If you take the equation for intrinsic carrier density for an n-type semiconductor,

ni = (Nc*Nv)^0.5 * exp[ - ( Eg/ (2k * T)) ],
and isolate the exponential : e^ -Eg/2kT where Eg = (E-ConductionBand - E-ValanceBand),

then you calculate this value at room temperature which is the normal operation temperature for most DRAM modules:

e^(-Eg/2kT) @ Room Temp : Eg~= 1 electron Volt, kT ~= 0.025 eV

Therefore ~= e^-40 = 4E-18 which gives you a good approximation of the leakage of this room temperature semiconductor (if it doesnt, just trust me way too much physics to explain every var and concept).

Now going from room temp 300k to lets say 77k (temperature of space) this value changes to an amplitude of 3E-70. Do a bit of calculus (which Im sorry but the forum wont let me type in these complex expressions, hehe) and we come out with the ultimate reason for the ppost which is that:

In Space @ 77degrees Kelvin, DRAM modules hold their data, unpowered, for ~10^20 years. Thats 10 with 20 zeros behind it!

Nasa and other space agencies have used dynamic memory as actual static ramdrives for years. By the time they lose their data if never refreshed, will last longer than probably this feeble planet.

Just thought Id share this fun little tidbit of info.
 
I guess the only other questions might be WHAT data is so important as to be stored by nasa, HOW MUCH are they storing, and WHERE. Oh and why they're spying on me, requiring me to wear this stylish tin-foil hat.

in all seriousness though, this is an interesting idea to possibly store some important data about what happened while this planet/species existed for some future generation/explorers,
somewhat like voyager did.. i guess the only limitation is
size/densities.. meh. anyways neat thread.

cheers
 
doesnt the components that make up ICs rip apart on the molecular under a certain temperature because different elements expand and contract at different rates - just something I have read somewhere.
 
ninthebin said:
doesnt the components that make up ICs rip apart on the molecular under a certain temperature because different elements expand and contract at different rates - just something I have read somewhere.

I wouldnt doubt it. But I believe that temperature would have to be incredibly low. With current devices being manufactured with component seperations of 4-10 atoms in width, that expansion and contraction is incredibly miniscule even with a delta of several hundred kelvin below solid state phase.
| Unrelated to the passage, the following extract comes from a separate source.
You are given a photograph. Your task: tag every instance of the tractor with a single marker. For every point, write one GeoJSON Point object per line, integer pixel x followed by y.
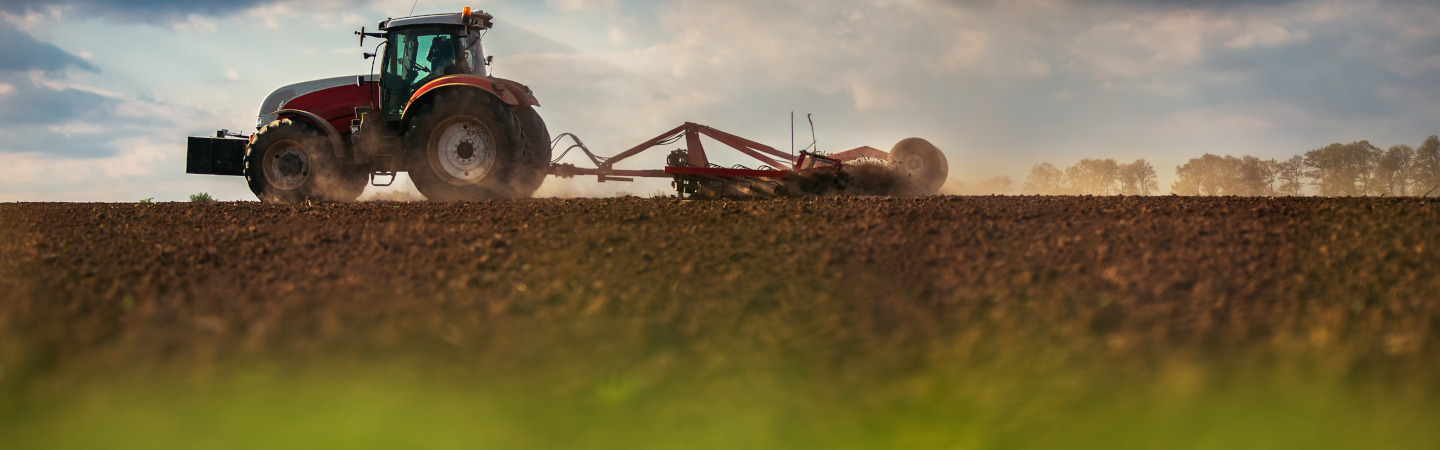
{"type": "Point", "coordinates": [461, 134]}
{"type": "Point", "coordinates": [432, 111]}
Correct me if Im wrong but the expansion and contraction should be a linear relation when in solid phase. Im not a material engineer, but Im sure there is a point where that would happen, it just solely depends on whats mated with what. We have already seen what strained silicon can do cooled with LN2. Theres no ripping occuring there. I would love to find that article you read though, sounds neat. May have to do some googlage.